Defendant argues alternatively that if past violations can support a claim for penalties, the two-year statute of limitations for enforcement of penalties under the New Jersey law (NJSA2A: 14-10(a)) should be employed in partial bar of plaintiff's claims. While it is true that the Federal Water Pollution Control Act contains no statute of limitations and that under general principles one would look to "borrow" a state's statute of limitations governing an analogous course of action, that argument is unpersuasive inthe present matter. Section 505 contemplates that a citizen plaintiff here assumes the role of a private Attorney General, stepping in "if the administration or state has (not) commenced and is (not) diligently prosecuting a civil or criminal action . . ." in the present case the United States would not be affected by any statute of limitations (whether federal — such as 28 U.S.C. Section 2462; or state). In order that Congressional policy by fully implemented, such a restriction should not limit the effectiveness of a citizen attorneys-general suit either.

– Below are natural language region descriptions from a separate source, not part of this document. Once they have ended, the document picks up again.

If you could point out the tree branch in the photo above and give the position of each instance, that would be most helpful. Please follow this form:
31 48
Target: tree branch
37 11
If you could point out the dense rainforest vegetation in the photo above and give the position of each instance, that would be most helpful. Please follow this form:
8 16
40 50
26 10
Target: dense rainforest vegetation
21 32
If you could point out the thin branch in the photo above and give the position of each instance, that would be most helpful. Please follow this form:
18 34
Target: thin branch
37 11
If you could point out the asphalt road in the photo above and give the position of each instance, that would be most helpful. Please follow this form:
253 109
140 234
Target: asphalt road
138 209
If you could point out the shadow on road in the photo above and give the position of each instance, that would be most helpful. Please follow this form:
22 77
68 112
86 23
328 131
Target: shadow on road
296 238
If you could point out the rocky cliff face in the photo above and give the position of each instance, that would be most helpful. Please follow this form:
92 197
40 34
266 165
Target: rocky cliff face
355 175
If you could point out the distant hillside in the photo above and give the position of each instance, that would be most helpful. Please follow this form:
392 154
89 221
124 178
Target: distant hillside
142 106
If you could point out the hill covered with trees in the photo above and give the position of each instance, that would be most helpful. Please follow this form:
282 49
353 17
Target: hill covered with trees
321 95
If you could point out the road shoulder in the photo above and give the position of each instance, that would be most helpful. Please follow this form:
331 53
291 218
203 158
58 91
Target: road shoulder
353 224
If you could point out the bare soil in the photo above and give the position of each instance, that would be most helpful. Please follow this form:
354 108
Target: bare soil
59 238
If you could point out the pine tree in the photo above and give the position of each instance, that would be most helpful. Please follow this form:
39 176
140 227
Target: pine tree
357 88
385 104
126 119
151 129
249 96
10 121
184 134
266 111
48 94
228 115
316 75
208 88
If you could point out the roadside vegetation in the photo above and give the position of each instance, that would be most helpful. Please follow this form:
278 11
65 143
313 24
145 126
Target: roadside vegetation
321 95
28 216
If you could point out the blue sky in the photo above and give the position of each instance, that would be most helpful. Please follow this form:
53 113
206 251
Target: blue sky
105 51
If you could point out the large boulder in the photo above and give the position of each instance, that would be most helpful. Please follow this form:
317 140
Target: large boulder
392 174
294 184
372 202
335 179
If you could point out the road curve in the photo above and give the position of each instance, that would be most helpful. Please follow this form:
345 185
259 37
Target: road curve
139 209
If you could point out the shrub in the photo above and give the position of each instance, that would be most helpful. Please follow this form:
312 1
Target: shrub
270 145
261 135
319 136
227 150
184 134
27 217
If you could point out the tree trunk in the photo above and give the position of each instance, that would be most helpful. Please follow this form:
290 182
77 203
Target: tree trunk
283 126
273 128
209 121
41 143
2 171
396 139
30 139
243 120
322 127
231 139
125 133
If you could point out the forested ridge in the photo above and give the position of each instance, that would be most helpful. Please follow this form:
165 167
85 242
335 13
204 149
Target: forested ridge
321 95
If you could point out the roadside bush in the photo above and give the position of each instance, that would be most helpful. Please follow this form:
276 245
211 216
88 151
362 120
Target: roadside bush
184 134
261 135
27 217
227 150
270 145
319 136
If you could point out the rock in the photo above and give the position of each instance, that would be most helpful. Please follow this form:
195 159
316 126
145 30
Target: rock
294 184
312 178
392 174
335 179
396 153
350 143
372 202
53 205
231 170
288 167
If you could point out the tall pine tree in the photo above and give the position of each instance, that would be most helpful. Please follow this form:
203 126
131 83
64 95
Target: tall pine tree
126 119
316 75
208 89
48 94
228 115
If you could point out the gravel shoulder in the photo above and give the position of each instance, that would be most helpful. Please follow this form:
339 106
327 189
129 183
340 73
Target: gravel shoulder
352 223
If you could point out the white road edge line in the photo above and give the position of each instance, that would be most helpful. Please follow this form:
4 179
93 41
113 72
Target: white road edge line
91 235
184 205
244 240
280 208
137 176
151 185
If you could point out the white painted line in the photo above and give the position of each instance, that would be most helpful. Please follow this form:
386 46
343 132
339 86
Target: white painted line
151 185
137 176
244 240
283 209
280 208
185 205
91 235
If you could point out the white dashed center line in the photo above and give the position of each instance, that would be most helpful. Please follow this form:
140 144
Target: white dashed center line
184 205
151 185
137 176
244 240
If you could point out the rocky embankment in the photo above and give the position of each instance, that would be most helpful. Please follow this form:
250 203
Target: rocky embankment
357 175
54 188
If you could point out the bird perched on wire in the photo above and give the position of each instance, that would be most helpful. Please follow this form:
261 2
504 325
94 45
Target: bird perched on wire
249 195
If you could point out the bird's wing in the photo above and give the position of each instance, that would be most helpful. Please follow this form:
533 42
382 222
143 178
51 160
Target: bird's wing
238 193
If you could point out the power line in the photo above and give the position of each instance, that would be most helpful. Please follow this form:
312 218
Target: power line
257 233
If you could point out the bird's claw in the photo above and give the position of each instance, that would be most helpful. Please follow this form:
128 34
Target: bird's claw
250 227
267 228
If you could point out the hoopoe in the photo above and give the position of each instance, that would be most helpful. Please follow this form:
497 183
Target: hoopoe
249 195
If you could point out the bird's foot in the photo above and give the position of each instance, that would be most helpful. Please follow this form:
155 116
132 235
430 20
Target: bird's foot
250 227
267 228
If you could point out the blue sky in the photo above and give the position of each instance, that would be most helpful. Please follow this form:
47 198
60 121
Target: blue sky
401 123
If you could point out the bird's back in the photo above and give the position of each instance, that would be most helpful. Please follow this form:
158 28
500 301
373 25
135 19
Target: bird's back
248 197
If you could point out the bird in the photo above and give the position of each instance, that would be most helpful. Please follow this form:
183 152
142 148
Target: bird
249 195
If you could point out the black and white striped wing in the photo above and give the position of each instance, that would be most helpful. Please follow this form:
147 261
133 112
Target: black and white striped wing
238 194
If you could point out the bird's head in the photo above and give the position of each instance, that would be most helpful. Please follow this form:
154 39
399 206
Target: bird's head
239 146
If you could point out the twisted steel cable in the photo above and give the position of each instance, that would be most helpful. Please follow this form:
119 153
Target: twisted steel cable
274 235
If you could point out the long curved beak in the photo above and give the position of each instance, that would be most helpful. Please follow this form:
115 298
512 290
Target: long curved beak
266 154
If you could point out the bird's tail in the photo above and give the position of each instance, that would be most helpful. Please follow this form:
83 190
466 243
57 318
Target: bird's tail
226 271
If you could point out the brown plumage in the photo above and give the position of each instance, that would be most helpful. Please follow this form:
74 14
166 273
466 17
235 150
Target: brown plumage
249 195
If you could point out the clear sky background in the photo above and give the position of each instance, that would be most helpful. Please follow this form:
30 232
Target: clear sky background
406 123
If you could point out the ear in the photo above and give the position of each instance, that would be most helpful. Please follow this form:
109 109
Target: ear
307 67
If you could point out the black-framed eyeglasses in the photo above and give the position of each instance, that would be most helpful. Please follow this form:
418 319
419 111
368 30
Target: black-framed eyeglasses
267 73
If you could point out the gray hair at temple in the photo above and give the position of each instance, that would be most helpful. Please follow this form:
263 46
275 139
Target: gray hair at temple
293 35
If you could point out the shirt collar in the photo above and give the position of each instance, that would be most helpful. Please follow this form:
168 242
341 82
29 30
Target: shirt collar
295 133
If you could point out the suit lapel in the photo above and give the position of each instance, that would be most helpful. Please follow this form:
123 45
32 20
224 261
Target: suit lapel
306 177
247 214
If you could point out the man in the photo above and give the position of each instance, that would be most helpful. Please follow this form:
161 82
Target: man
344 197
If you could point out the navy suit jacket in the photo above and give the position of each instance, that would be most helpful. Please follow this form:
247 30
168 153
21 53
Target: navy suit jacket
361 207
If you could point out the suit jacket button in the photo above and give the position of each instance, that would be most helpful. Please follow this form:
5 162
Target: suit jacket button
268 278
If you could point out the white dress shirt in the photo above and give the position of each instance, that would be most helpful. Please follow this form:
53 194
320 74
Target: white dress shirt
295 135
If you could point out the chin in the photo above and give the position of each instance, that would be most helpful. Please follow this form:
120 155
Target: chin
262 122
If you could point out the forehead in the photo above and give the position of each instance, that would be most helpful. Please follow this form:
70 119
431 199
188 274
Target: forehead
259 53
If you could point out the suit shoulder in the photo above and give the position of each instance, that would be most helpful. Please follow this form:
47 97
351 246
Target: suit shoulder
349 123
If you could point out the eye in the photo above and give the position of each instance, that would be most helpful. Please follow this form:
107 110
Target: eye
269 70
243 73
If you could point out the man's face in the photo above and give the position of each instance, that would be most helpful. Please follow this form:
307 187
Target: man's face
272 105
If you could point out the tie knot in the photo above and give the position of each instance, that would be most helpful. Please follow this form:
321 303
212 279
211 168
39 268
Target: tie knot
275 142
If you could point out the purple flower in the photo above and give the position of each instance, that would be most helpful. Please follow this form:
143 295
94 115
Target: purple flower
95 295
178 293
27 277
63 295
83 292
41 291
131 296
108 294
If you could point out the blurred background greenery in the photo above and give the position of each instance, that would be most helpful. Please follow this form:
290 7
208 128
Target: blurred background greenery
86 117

Defendant asserts that it is clear from the affidavit of Mr. Joseph Comley that there is a dispute as to the accuracy of the DMRs. However, defendant fails to assert just what such inaccuracies are, especially since the reports are defendant's own submissions. Plaintiffs correctly assert that the defendant has failed to even submit a rule 56(f) affidavit justifying its failure to present evidence to support the issues of fact which it asserts. Defendant has not raised a genuine issue of material fact on this point.
In conclusion, plaintiffs have clearly demonstrated that defendant has violated its NPDES/NJPDES permits, such is in violation of the Federal Water Pollution Control Act. The present case is almost identical to the recent cases Monsanto and FDO where Judges Gerry and Stern both granted the same plaintiffs partial summary judgment upon demonstration that defendants had violated NJPDES permits. While Anchor Thread attempts to rebut plaintiff's allegations, their violations are in "black and white" in the DMRs submitted by them to the EPA. Defendant fails to rebut the accuracy of the DMRs and cannot avoid liability on this issue. Accordingly, this Court shall grant plaintiff's motion for partial summary judgment, as requested.